Technology has always found its greatest consumer in a nation's war and defense efforts. Since the last attempts at a "Star Wars" defense system, has technology changed considerably enough to make the latest Missile Defense initiatives more successful? Can such an application of science be successful? Is a militarized space inevitable, necessary or impossible?

Read Debates, a new Web-only feature culled from Readers' Opinions, published every Thursday.


Earliest Messages Previous Messages Recent Messages Outline (13869 previous messages)

gisterme - 03:15am Sep 23, 2003 EST (# 13870 of 13875)

The way to do that would be for the industrialized nations to build their own plants first (because they could afford to capitalize them) and once that intial capitalization was covered, the extra profit could be dedicated to building plants in other places that can't otherwise afford them. That would be a sort of backdoor way of redistributing wealth over time without making any impact to the cost of living that folks are already used to. Why not just let KAEP pay for itself as it goes? The more geo plants that came on line, the more money that would become available for other plants and parts of the KAEP infrastructure. It would also provide a built-in "as you go" assurance that the system was actually working and profitable. If it weren't then why continue?

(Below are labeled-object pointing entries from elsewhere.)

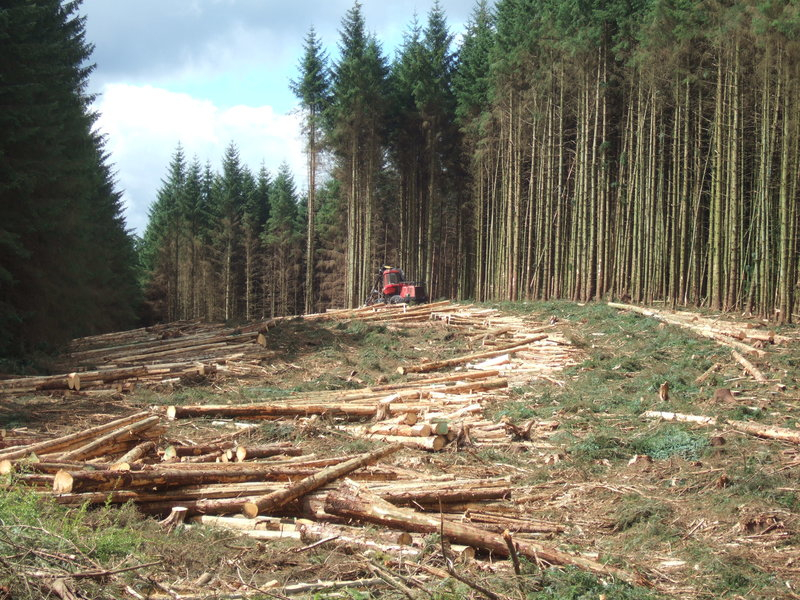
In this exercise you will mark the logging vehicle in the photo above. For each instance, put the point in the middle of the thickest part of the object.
(391, 286)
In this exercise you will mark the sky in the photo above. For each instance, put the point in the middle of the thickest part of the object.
(205, 73)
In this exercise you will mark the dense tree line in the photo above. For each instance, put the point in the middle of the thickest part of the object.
(639, 149)
(644, 150)
(66, 260)
(223, 245)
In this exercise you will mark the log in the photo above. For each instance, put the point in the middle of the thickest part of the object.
(85, 480)
(460, 360)
(172, 451)
(670, 416)
(429, 443)
(749, 367)
(49, 467)
(435, 380)
(315, 481)
(397, 429)
(769, 432)
(101, 444)
(354, 502)
(133, 455)
(74, 440)
(253, 452)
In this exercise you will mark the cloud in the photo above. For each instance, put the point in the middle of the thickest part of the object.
(144, 124)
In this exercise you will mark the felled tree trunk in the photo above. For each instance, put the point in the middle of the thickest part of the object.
(354, 502)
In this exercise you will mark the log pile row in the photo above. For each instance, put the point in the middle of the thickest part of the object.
(168, 354)
(281, 496)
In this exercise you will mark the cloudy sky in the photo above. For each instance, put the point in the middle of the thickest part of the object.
(204, 73)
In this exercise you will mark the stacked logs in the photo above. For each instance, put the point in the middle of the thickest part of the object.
(85, 468)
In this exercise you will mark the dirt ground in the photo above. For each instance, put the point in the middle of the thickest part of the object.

"...Explain the motivation of a megalomaniac in thermodynamic terms? I think I have done that in terms of the Human Laser concept..."

Well, the human laser concept, slick as it is, only (hypothetically) explains a mechanism to accomplsh something for better or for worse. Not the motivation that brings it into existance.

"...Lincoln and FDR?..."

Lincon's problem was how to preserve the Union. In my view, the Gettysburg address was certainly the single greatest speech made by any US president and arguably the greatest speech made in history. However, it was directed toward preserving the Union of the United States and not the world. Certainly we can now extrapolate the high ideals expressed there to bigger things but I sincerely doubt that that's what Lincoln had in mind.

FDR's problem was how to recover from a crashed economy while the US was enduring the worst drought in its history. By the beginning of WWII, the drought was taking care of itself and the patriotically supercharged near-volunteerism that lead to the spectacular efficiency and growth of US industry during WWII along with fantastic market opportunities subsequent to the war took care of the economic part.

Those aren't selective rationalizatons. They're historical facts.

I regret making the little "playing field" picture because it's not really appropriate to the nature of this discussion. We're both wanting to see the same goal reached. The picture just doesn't fit that idea. If the questions I ask seem adversarial to you then just think of me as the devil's advocate. Certainly much harder questions from folks a lot smarter than me will have to be answered before something like your vision of KAEP will ever come to pass.

I think the financing suggestion above is an improvement over asking sovereign nations to dedicate a percentage of their GDP to some international slush fund. Too much of that money would wind up creating a new bureaucracy and covering its overhead...not to mention the endless bickering (pissing contests) that would likely result from sovereignty issues. No doubt France would feel that it had the divine right to run the whole show. :-)

I think that given the proper directives, grants and incentives, private energy firms in the industrialized nations could develop the know-how to build the powerplants, thermo-electric fabric, engineered wetlands and other KAEP features. I also think that they could do the job directly with financing sourced as suggested above under appropriate govenmental oversight. Existing governments could cooperate by treaty. That shouldn't restrain free market competition and would therefore asssure the best "bang" for the buck. Not only could that approach break that "nexus" of fossil fuel dependency but it could do so without much negative impact to the existing labor force in that industry.

That's because the transition from fossil fuel dependency to alternative energy sources would happen over say a generation or so. The fossil fuel industry would slowly decline as the KAEP replacement came on line. There would be time for people to retire and leave the

gisterme - 03:17am Sep 23, 2003 EST (# 13871 of 13875)

That's because the transition from fossil fuel dependency to alternative energy sources would happen over say a generation or so. The fossil fuel industry would slowly decline as the KAEP replacement came on line. There would be time for people to retire and leave the oil industry by normal attrition. Their jobs just wouldn't be replaced. Instead, other KAEP-related jobs would become available for the next generation.

That would work for me.

gisterme - 03:17am Sep 23, 2003 EST (# 13872 of 13875)

Sorry about the botched "continuation" effort. 'Clicked the wrong button. :-)

gisterme - 03:25am Sep 23, 2003 EST (# 13873 of 13875)

Rshow -

I'm sincerly sorry to hear about your family's loss.